Pro-democracy lawmakers in Hong Kong on Wednesday killed a motion to change the way the city’s leader is selected, in a setback to a controversial election reform package proposed by Chief Executive Donald Tsang.
The motion was one of two in the package, which the democratic camp had said it would vote against because it did not state when the former British colony would realize universal suffrage.
“The two motions do not lead us at all toward universal suffrage,” said lawmaker Lee Cheuk-yan.
“In this era of democracy, we cannot see how Hong Kong people can be deprived of equality and one person, one vote.”
Despite widespread calls for universal suffrage in Hong Kong, highlighted on Dec. 4 by a protest march that included tens of thousands of people, Beijing has kept tight control over the pace of democratic reform in Hong Kong.
Currently, the chief executive is picked by a committee of 800 electors, and half of the legislature is popularly elected.
China, which re-gained control over Hong Kong in 1997, has been widely criticized in the wealthy financial hub for ruling out universal suffrage for the 2007 and 2008 elections and its refusal to say when general elections could be held.
After several hours of debate, the measure that would have doubled the number of college members to 1,600 in the 2007 election for the next chief executive, won 34 votes for and 24 against, with one abstention.
To pass, it needed at least 40 votes in favor. Tsang’s office had no immediate comment.
Following the vote, the legislature started debating the second part of Tsang’s reform plan, a measure that would add 10 members to the 60-seat Legislative Council, or Legco, for the 2008 election. Five of those seats would be directly elected.
As lawmakers debated the motions, a protester unfurled a large banner on a road bridge near the chamber that read “the people want democracy now”. By the evening, hundreds of people held a candle-light vigil outside the legislative council.

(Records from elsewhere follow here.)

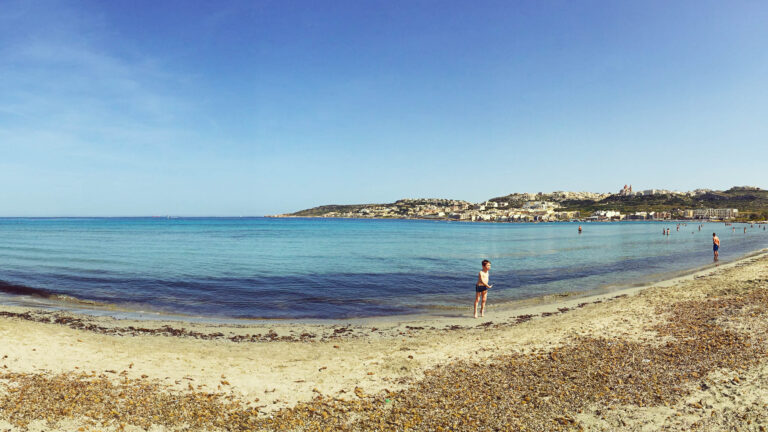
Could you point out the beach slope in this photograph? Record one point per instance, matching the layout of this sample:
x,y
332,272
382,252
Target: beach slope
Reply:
x,y
686,354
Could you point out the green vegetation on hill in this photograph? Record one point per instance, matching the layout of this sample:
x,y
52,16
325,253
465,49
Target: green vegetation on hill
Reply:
x,y
752,204
322,210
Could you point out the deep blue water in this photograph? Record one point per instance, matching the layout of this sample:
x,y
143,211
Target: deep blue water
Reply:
x,y
336,268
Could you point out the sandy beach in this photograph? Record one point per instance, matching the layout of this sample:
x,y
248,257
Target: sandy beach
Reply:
x,y
687,353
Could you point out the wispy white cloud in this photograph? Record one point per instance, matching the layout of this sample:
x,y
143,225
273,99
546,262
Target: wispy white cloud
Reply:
x,y
66,86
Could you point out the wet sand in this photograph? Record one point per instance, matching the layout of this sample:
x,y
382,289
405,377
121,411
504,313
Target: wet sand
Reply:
x,y
685,353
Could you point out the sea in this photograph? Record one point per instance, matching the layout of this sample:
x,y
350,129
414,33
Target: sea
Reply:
x,y
323,268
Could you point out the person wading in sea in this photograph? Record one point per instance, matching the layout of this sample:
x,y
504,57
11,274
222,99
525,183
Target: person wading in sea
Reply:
x,y
481,287
715,245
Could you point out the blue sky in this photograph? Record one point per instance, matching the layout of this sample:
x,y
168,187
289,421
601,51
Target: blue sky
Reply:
x,y
261,107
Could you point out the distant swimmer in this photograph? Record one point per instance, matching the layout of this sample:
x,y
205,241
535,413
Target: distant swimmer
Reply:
x,y
481,287
715,245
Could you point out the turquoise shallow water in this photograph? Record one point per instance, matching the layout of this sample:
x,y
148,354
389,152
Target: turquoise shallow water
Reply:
x,y
337,268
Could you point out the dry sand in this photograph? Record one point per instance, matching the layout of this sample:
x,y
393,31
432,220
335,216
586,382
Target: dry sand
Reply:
x,y
275,366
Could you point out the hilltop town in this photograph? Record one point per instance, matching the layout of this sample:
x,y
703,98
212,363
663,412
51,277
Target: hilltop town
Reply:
x,y
737,203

If, as expected, both reform proposals fail to pass, analysts say it would severely damage the standing of Tsang. The democrats would also be blamed for the failure.

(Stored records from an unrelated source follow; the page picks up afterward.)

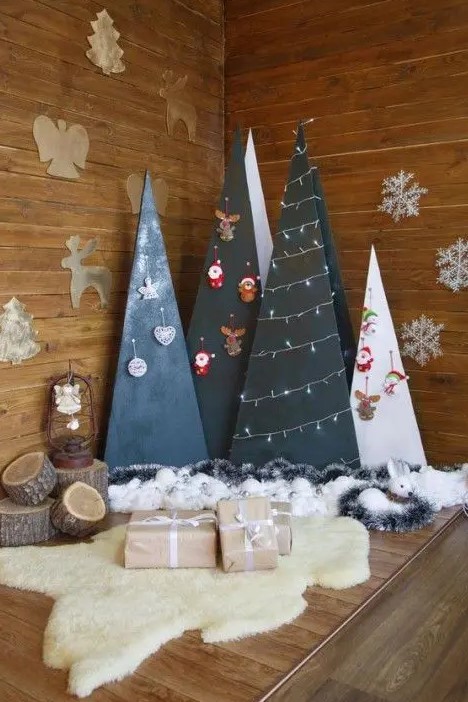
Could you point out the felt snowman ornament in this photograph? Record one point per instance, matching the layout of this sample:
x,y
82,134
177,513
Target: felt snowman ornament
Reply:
x,y
248,286
369,321
215,273
202,362
364,359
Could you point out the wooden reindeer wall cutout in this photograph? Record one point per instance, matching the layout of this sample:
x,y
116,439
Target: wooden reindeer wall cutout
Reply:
x,y
105,52
178,108
135,183
61,146
97,277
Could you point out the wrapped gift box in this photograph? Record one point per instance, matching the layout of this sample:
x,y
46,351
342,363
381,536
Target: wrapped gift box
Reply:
x,y
171,539
281,512
247,534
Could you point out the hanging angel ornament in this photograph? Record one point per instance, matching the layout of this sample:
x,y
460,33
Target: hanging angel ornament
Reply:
x,y
67,401
225,227
233,343
148,290
215,273
369,318
366,407
393,379
364,358
248,286
201,364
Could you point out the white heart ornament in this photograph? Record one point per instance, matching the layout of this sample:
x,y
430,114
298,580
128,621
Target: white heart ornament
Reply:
x,y
165,335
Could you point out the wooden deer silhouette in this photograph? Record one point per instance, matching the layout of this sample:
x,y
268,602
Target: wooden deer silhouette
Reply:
x,y
177,106
97,277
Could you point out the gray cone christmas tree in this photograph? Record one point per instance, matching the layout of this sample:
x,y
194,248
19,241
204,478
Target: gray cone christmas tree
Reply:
x,y
295,403
17,335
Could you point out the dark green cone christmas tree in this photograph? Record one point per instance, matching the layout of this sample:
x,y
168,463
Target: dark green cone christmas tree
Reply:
x,y
295,403
225,310
343,318
154,416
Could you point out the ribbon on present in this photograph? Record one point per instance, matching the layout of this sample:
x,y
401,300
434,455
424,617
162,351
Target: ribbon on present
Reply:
x,y
174,522
254,536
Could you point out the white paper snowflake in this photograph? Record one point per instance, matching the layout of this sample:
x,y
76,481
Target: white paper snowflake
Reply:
x,y
453,265
422,339
400,201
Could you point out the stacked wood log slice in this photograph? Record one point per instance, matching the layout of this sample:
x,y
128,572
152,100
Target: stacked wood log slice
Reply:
x,y
29,479
79,509
95,475
21,525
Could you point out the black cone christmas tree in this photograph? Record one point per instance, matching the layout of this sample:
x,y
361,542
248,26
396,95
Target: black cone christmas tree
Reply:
x,y
154,416
225,310
343,318
295,403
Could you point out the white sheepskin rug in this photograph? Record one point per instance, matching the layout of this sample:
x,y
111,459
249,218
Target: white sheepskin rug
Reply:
x,y
106,620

“Such a scenario would be a lose-lose situation,” said Joseph Cheng, a professor of political science at City University of Hong Kong.
Tsang, squeezed between his political masters in Beijing and public opinion in Hong Kong, has been arguing that the reforms are a step towards full democracy and that they are the best he can offer. Hong Kong’s post-handover constitution, the Basic Law, says the government must advance toward democracy.
The Standard newspaper quoted sources in Beijing as saying Chinese leaders would give Tsang a strong show of support even if the reforms are rejected.
Still, some analysts say his political future is on the line.
“I don’t see how it couldn’t help but weaken arguments that might be made for him to get a second term,” said Michael DeGolyer, of Hong Kong Baptist University.
The democratic camp has been mostly united against the reforms, but the Tsang administration has been lobbying hard in recent weeks.
Whatever the result, Tsang is scheduled to travel to Beijing next week to meet Communist Party leaders.
If the proposals are both rejected, many in Hong Kong would feel that Beijing “still cannot resolve the political reform issue in a satisfactory manner”, Cheng said.